Con frecuencia se ha dado al concepto existencialismo una extensión demasiado amplia que ha dado lugar a grandes malentendidos. Se ha llegado a calificar de existencialistas no sólo a tendencias filosóficas contemporáneas, sino a muchas de las tendencias filosóficas del mundo antiguo grecorromano y de la Edad Media. Así, por ejemplo, el filósofo personalista francés Enmanuel Mounier, en su libro Introducción a los existencialismos, dio una definición a todas luces exagerada al considerar el existencialismo como una "...reacción de la filosofía del hombre contra los excesos de la filosofía de las ideas y la filosofía de las cosas..." Atendiendo a esta amplia definición, Mounier afirmó que el existencialismo puede compararse a un árbol alimentado desde sus raíces por Sócrates, los estoicos, San Agustín y San Bernardo. Estas filosofías producen posteriormente filosofías como las de Pascal, Maine de Biran y Kierkegaard. Desde este tronco, emergería una fructífera copa de filósofos existencialistas, dispersos en múltiples ramificaciones, como Bergson, Blondel, Scheler, Heidegger, Nietzsche, Sartre, Marcel, Jaspers... Esta clasificación es, por supuesto, excesiva, y fuente de confusión. Todos estos filósofos que llevan a cabo un análisis no sistemático, con ausencia de método, de la existencia, podrían ser denominados, en todo caso, filósofos de la existencia, pero no existencialistas. El nombre "existencialismo" debe reservarse para aquellos filósofos que llevan a cabo un análisis sistemático de la existencia mediante el uso del método fenomenológico. En este sentido, el existencialismo es un fenómeno privativo del siglo XX, con excepción hecha de Kierkegaard, un solitario del siglo XIX, cuya temática antihegeliana será el núcleo potencial que inspirará el nacimiento del existencialismo.

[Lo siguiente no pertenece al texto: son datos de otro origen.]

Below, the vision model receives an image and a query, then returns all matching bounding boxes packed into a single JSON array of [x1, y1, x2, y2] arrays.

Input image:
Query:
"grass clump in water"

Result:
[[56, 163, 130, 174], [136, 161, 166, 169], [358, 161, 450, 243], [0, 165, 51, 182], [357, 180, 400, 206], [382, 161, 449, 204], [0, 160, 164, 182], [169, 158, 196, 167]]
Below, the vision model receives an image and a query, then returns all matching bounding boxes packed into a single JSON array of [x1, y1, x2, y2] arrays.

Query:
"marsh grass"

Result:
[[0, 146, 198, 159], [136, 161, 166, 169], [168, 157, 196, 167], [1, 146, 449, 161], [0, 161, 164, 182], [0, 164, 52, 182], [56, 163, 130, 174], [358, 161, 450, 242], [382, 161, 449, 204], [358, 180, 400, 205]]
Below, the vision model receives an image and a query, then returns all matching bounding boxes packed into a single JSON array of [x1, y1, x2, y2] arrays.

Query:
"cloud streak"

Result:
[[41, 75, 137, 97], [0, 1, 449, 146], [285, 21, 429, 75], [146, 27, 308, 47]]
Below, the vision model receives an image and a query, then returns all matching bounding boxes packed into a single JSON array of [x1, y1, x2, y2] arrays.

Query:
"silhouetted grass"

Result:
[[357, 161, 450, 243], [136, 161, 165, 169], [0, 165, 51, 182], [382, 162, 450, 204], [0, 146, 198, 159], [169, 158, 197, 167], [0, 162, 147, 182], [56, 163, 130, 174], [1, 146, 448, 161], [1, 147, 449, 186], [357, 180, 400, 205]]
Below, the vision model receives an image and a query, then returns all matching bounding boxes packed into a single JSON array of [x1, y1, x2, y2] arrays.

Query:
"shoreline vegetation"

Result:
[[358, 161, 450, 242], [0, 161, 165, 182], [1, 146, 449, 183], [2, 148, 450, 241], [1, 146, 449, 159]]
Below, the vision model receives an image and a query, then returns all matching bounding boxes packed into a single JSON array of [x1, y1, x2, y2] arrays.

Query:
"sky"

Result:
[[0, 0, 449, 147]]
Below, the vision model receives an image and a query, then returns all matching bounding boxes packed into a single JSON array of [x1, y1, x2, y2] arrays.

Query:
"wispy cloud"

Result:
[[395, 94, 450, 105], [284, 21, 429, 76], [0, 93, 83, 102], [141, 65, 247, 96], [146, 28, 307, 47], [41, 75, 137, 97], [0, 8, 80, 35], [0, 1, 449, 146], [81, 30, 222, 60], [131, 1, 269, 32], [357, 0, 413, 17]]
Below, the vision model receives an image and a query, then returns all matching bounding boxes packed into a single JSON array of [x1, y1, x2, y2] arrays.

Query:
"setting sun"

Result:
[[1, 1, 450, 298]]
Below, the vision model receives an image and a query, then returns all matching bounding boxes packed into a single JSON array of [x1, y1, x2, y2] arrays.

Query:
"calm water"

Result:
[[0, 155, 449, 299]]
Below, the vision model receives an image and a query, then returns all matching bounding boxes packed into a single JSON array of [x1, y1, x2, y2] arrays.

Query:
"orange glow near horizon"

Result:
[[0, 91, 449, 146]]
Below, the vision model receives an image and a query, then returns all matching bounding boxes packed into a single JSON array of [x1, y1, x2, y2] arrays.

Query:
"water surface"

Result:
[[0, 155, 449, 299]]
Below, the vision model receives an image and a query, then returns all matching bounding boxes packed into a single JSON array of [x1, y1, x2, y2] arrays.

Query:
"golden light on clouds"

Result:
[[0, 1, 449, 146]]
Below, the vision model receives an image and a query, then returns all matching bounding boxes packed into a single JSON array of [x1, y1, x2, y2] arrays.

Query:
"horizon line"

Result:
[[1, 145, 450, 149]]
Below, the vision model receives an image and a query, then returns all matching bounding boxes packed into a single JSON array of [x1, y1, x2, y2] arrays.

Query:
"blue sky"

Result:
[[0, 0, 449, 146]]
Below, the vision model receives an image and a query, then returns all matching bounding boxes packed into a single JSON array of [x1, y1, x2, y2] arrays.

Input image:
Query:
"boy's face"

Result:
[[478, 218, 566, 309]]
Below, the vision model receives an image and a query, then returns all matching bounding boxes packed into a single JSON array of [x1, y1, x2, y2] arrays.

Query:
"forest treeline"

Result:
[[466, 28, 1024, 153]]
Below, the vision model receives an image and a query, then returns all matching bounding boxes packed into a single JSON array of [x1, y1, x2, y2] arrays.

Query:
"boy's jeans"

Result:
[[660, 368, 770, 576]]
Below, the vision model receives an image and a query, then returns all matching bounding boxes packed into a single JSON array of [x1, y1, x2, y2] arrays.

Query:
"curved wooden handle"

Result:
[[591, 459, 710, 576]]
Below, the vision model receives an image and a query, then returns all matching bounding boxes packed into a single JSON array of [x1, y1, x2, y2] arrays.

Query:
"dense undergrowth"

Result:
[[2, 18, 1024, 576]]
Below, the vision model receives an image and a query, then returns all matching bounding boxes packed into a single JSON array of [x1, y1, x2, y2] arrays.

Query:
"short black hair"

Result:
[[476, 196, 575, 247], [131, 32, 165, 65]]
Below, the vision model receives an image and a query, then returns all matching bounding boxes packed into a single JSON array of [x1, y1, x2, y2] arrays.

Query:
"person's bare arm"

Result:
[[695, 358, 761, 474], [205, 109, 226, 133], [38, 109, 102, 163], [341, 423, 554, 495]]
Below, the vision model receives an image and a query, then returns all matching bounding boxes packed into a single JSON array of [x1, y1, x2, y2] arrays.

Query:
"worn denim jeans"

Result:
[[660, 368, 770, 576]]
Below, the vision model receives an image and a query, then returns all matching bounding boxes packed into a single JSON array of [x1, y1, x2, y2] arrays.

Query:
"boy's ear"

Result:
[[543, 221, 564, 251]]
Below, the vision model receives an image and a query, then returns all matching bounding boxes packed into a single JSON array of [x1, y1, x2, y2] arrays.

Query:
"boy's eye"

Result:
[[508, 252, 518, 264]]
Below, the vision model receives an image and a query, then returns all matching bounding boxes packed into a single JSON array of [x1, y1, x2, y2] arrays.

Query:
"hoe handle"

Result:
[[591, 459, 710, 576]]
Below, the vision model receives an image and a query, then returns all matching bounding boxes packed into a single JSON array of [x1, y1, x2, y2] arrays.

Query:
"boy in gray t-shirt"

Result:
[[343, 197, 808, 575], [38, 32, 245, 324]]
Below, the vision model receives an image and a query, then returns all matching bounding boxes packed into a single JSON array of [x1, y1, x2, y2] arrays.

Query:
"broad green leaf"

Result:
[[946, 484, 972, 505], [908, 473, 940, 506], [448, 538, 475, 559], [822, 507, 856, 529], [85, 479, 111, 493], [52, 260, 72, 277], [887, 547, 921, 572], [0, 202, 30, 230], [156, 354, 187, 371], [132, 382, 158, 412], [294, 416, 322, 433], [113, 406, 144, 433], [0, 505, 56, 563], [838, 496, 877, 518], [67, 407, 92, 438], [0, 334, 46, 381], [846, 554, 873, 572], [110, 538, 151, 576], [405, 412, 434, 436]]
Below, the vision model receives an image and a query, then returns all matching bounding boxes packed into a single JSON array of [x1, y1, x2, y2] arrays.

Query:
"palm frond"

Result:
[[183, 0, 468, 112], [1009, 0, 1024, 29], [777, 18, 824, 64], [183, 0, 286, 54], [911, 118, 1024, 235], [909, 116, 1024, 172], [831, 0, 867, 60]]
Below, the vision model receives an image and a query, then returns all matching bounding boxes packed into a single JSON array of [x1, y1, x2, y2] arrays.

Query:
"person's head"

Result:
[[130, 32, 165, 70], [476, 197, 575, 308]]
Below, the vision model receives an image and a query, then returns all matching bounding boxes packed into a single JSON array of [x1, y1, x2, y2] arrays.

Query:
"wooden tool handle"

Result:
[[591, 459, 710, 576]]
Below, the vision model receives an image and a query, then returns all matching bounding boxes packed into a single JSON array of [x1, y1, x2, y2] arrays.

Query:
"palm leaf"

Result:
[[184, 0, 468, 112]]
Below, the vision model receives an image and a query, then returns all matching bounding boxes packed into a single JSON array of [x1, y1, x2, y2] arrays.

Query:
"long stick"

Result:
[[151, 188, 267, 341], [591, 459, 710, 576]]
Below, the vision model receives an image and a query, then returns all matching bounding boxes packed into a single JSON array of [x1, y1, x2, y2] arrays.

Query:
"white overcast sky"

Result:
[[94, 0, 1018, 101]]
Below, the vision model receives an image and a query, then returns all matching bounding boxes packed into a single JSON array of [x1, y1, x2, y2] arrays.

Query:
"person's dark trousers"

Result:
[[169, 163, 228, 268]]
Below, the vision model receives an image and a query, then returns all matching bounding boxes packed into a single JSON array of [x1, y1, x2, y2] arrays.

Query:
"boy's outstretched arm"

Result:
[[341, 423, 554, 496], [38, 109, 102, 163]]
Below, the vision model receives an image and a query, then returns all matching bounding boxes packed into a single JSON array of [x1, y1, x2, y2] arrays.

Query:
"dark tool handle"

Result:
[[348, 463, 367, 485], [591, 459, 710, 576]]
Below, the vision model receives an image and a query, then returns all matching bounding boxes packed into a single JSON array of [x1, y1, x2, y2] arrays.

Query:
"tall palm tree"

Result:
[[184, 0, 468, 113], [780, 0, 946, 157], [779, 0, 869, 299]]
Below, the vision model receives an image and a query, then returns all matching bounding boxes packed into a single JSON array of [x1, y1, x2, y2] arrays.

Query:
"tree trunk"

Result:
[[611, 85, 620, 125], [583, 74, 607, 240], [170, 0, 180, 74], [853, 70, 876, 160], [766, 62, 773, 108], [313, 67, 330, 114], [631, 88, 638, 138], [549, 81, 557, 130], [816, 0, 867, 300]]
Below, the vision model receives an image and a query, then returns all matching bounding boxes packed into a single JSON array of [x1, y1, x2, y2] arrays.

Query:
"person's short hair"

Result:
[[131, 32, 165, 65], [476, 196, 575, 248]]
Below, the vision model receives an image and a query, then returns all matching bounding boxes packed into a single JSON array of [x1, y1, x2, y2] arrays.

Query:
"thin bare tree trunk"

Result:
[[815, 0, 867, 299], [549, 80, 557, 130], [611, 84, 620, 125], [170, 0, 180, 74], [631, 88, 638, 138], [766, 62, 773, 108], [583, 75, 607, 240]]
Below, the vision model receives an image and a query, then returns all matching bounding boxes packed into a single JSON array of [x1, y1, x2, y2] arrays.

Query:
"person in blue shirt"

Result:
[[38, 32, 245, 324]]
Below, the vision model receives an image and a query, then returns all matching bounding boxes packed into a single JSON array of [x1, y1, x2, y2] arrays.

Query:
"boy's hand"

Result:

Los filósofos existencialistas más importantes son Martín Heidegger, Karl Jaspers, Gabriel Marcel y Jean Paul Sartre, aunque algunos de ellos rehúyen la etiqueta de existencialistas; y efectivamente, en muchos aspectos, sus reflexiones escapan al modelo existencialista. Acostumbra a hablarse también de dos tendencias principales en el existencialismo contemporáneo: el existencialismo ateo y el existencialismo teísta. Los principales representantes del existencialismo ateo serían Martín Heidegger en Alemania y Jean Paul Sartre en Francia, y del existencialismo teísta, Gabriel Marcel y Karl Jaspers, en Francia y Alemania, respectivamente.